Handball

Mit viel Tempo zum Kantersieg

Der TV Solothurn realisierte in der 1. Liga einen komfortablen 40:21-Pflichtsieg gegen Visp – dies nach dreiwöchiger Meisterschaftspause.

Das Hinspiel verloren die Ambassadoren mit 33:39. Damals steuerte der deutsche Tim-Philipp Jurgeleit 16 Treffer zum Sieg bei. Vor einem Monat, nach dem 26:19-Sieg gegen BSV Bern Muri, verabschiedete sich der Gruppen-Topskorer in seine Heimat. «Ihm fehlte bei uns die sportliche Perspektive», sagte Visp-Trainer Mehmed Alihodzic. Auch ohne diesen Schlüsselspieler erwischten die Walliser den besseren Start. Erst nach dem 8:8-Ausgleich nach 13 Minuten erwachten die Einheimischen. Die anfängliche 4:2-Abwehr wurde zum Rohrkrepierer.
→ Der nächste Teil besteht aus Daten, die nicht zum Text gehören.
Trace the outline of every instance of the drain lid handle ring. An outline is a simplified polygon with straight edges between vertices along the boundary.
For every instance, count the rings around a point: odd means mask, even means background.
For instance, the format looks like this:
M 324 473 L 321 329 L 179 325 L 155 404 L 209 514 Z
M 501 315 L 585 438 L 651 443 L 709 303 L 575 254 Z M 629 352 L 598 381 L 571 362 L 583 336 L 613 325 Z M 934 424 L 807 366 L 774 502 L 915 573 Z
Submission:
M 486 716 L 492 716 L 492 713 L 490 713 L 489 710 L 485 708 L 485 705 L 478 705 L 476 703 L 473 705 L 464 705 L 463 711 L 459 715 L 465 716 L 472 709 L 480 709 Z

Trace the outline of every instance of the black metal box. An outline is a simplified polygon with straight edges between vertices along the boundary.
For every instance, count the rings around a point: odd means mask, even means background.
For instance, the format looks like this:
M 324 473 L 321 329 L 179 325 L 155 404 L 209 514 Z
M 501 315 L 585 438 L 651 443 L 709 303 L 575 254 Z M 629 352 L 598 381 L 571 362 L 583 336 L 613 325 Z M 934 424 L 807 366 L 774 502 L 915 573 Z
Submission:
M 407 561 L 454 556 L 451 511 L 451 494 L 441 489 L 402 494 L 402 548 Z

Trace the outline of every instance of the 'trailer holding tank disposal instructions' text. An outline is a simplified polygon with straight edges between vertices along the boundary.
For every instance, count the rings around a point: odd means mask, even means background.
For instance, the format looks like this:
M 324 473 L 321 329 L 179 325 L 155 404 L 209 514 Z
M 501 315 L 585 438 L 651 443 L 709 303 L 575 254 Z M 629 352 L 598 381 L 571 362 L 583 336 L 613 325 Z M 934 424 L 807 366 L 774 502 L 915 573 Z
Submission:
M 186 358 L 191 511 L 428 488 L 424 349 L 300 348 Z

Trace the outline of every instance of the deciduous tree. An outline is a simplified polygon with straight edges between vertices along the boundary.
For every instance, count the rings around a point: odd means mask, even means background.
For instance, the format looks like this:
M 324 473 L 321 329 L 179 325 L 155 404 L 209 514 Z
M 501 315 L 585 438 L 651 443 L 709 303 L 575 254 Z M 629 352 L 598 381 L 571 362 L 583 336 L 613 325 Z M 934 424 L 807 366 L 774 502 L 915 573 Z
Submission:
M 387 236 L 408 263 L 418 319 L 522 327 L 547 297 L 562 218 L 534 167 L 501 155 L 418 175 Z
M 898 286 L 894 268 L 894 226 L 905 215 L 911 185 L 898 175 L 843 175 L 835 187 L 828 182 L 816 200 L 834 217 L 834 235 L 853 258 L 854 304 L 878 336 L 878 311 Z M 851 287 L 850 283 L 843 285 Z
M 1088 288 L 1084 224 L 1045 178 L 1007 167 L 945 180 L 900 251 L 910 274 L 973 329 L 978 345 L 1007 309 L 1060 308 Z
Die Gäste nutzten die offenbarten Löcher rigoros.

Flüssige Angriffe

Die Solothurner wirkten hektisch und zusammenhangslos. Nach dem Systemwechsel begann die Angriffsmaschinerie zu laufen. Mit ihrem Tempospiel zermürbten die Platzherren ihre Gäste. Vergeblich versuchte Visp in der 19. Minute den Untergang mit einem Time-out aufzuhalten. Die Ambassadoren liessen sich nicht mehr beirren. Sie begannen ihre Gegenstösse zu verwerten. Ihre Angriffe wurden und blieben flüssig. Sie zogen die hohe Kadenz durch.

Mit diesem Kantersieg eröffneten die Solothurner ihren Angriff auf den sechsten Schlussrang. «Wir müssen nach Visp am Sonntag auswärts auch Schlusslicht Fribourg schlagen», erklärte TVS-Coach Tom Lohm. In den vier letzten Runden treffen die Aarestädter auf die Top 4. «Gegen diese Gegner können wir unbelastet antreten und versuchen, die eine oder andere Überraschung zu schaffen», so Lohm.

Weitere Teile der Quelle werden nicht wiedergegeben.